Wednesday, December 07, 2005

It was a cold Christmas morning and I lay snuggled deeply and fast asleep in my bed upstairs. We lived on the farm then, and I must have been about 8 or 9 years old.

I awoke to the sound of my mother's voice as she spoke softly. "Girls, get your robes and come downstairs." It was still night time, and though we always got up extra early on Christmas, it was far before our usual awakening.

Mother led us downstairs, explaining that our neighbor had just called and wanted us to look out our window. Together we quietly gathered at the doorway of our back porch, and looking upward and to the east we saw it: a large, brilliant star. The Christmas Star.

We stood and gazed at it; sleepy eyes and young hearts opened wide to receive its wonder; a moment forever etched in my memory.

For many years after, I would awaken during the dark hours of Christmas morning and creep out onto the porch, looking for the Star. I have looked out different windows, in different houses from different towns, always looking to the east, but I haven't seen it since that morning so many years ago. Sometimes I wonder if I imagined it and yet, I know I did not.

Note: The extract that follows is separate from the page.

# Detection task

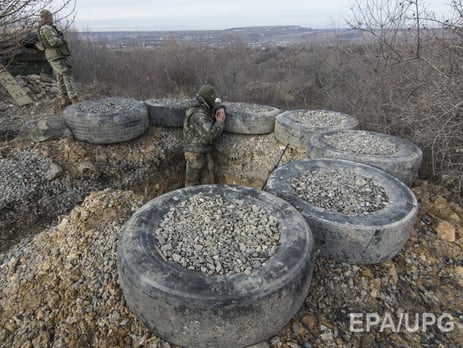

For some reason, that year my family needed a Christmas miracle; a reminder of God's gift to us and of His eternal and everlasting love.

It's been a few years now since I've tip-toed on the edge of dawn, looking for the Christmas Star. Maybe this will be the year to re-open that tradition. Perhaps it was a once in a lifetime gift and if so, it will be enough. But whatever the case, I believe just as much now as I did all those years ago, in the miracle of the birth of a holy baby, and in the Star that still beckons us to follow its light.

6 comments:

Martie said...

What a wonderful sight that must have been! I think I will now start sneaking to the windows looking east and hope that I, too, might see the miracle of the "Christmas Star". But if I don't ever see it, I will now have this memory of you and your vision of it. Thanks for sharing this lovely story.

srp said...

What a wonderful memory. I may never see the Christmas Star with my own eyes here on earth, but I've taken its message into my heart and so keep it there all year round.

clew said...

* Sigh * ... what a great story! Thanks for sharing it! (Perfect photo too!)

Hugs ~

Michelle said...

Lori, I just love your posts. Your writing is so easy and beautiful and the meaning always so poignant. I'm glad I found your blog.

Cheryl said...

I'll be looking!

Anonymous said...

I have sence the Christmas Star along the way in my life in Northern Canada, of course when you are young you think miracles are all around us, and will happen every year. In Canada it is the North Star, Polaris. Try looking North where Santa lives.